The Playoff Strength Plan Every Ice Hockey Coach Needs | CoachThem
The Playoff Strength Plan Every Ice Hockey Coach Needs

The Playoff Strength Plan Every Ice Hockey Coach Needs

By the time playoffs start, nobody is trying to get stronger anymore.

What separates teams now is who can still skate the same way in Game 6 that they did in October.

Tracking data across a full professional hockey season shows that players don’t lose strength in a traditional sense. What drops is how efficiently they can use it. Jump height, force production, and movement mechanics all decline as the season progresses, with the biggest changes showing up in the late phase.

That’s accumulated fatigue sitting in the system.

And if your strength work doesn’t adjust to that reality, it starts working against you. This is exactly where CoachThem helps coaches stay intentional, keeping practices aligned with performance instead of adding unnecessary load.

 

What Actually Changes In Playoff Hockey

 

Playoff hockey increases the density of high-intensity actions within each shift.

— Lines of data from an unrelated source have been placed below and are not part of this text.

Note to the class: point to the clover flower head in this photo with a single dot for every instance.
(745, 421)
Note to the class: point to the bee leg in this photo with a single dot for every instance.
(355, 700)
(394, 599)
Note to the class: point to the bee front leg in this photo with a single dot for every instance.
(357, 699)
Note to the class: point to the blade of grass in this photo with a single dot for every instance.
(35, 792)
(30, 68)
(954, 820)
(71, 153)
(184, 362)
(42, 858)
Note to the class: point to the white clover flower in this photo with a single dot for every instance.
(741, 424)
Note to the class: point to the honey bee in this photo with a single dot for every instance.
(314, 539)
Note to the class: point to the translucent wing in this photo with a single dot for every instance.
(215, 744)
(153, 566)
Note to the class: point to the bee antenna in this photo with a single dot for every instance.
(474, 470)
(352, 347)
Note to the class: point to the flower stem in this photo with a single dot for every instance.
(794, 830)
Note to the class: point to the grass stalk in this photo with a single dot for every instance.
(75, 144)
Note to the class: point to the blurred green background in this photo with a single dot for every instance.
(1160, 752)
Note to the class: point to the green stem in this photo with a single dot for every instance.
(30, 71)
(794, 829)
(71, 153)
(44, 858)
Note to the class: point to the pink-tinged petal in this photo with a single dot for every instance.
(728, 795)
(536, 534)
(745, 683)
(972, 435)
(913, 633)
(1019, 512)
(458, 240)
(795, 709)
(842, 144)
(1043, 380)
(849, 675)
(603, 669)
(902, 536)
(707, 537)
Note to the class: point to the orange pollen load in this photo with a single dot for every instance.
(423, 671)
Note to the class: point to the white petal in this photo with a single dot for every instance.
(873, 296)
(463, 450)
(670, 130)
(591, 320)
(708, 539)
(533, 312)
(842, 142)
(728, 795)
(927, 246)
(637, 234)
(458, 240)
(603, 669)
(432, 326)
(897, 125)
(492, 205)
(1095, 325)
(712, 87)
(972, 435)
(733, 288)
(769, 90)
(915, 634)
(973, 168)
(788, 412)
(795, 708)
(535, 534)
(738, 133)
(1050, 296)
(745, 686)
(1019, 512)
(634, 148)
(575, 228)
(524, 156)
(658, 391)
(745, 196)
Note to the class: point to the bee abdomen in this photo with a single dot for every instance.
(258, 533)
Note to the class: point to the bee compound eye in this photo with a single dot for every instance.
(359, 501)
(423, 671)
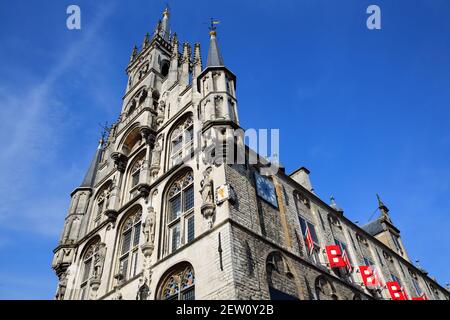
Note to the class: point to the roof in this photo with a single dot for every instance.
(374, 227)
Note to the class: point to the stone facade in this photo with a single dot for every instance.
(147, 222)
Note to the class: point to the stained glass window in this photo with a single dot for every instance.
(181, 140)
(129, 254)
(180, 210)
(179, 284)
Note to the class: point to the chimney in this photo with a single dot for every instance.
(301, 176)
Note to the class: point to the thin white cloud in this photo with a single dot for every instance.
(35, 121)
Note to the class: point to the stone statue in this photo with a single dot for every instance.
(99, 260)
(207, 188)
(62, 286)
(149, 226)
(156, 154)
(161, 108)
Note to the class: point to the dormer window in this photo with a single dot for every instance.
(181, 141)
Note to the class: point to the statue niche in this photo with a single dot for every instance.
(207, 192)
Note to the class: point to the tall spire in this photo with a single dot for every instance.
(89, 178)
(383, 209)
(214, 57)
(334, 205)
(165, 29)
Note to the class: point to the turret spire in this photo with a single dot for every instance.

A standard shift already requires repeated bursts of maximal skating, typically 30-80 seconds, with nearly 50% of movement occurring at high intensity. What changes in playoffs is how those efforts stack.

Instead of isolated high-speed actions followed by clean recovery, players are forced into repeated sprint sequences with incomplete recovery, which is one of the most demanding physiological patterns in hockey.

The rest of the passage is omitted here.